A trademark is any word, term, name, symbol or design or combination thereof which identifies a product or a service and distinguishes it from the products or services of others. In the United States, the symbol ® indicates that a trademark is federally registered, and the symbols TM and SM are often used with unregistered trademarks and service marks.
A trademark can be a completely made up or arbitrary term such as KODAK, or a phrase or the name of an individual which has become associated with a product or service through use.
Examples of famous or very well-known trademarks are CALVIN KLEIN for clothing, COCA-COLA for carbonated beverages, MERCEDES-BENZ for automobiles, FTD for
the service of delivering flowers and DON’T LEAVE HOME WITHOUT IT for credit card services.
Before you begin using a trademark, a thorough search should be conducted to determine whether there might be any conflict with prior users of the same or similar trademarks. Moreover, if your company manufactures or sells its products or services abroad, we can conduct international trademark searches and coordinate worldwide trademark programs for clients seeking to adopt new marks.

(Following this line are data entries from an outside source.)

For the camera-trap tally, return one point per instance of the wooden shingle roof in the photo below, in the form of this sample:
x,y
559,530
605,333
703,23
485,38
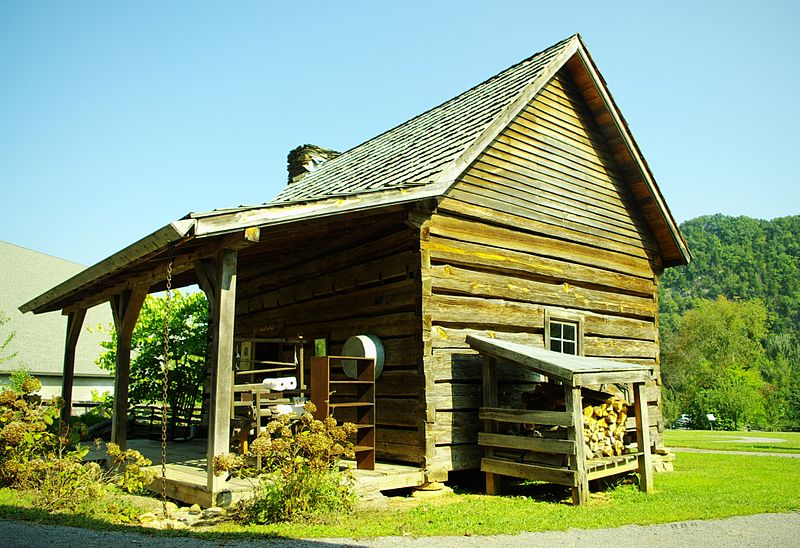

Once a trademark is cleared for use, it can be registered at the state level, federally, and/or in countries around the world. We are responsible for the prosecution and maintenance of thousands of trademark applications and registrations worldwide. For U.S. matters, our staff, which includes former Trademark Examiners at the U.S. Patent and Trademark Office, has an in depth understanding of all aspects of the registration process, including opposition and cancellation proceedings. On a worldwide basis, our excellent relationships with leading trademark prosecution practitioners around the world facilitate global protection for our clients’ brands.
In addition, Gottlieb, Rackman & Reisman’s experience extends to transactional issues and all types of trademark disputes and litigation, including those involving domain names.
Trade dress refers to the total “look and feel” of a product, packaging or a place of business. For example, the shape of a product itself, such as the classic Coke bottle, the styles and colors used in packaging, or the overall appearance of the interior of a restaurant, all may be protectable trade dress. Other examples of trade dress include the appearance of a lamp and a goldfish shaped cracker.
In order to establish trade dress rights, a party is usually required to prove that the trade dress is not functional and the public has come to associate the “look and feel” of the particular product, packaging or a businesses’ decor with the trade dress owner. The attorneys at Gottlieb, Rackman & Reisman are expert in assisting clients in proving that their trade dress is protectable and then enforcing those rights against infringers. We also have extensive experience in defending clients from claims of trade dress infringement.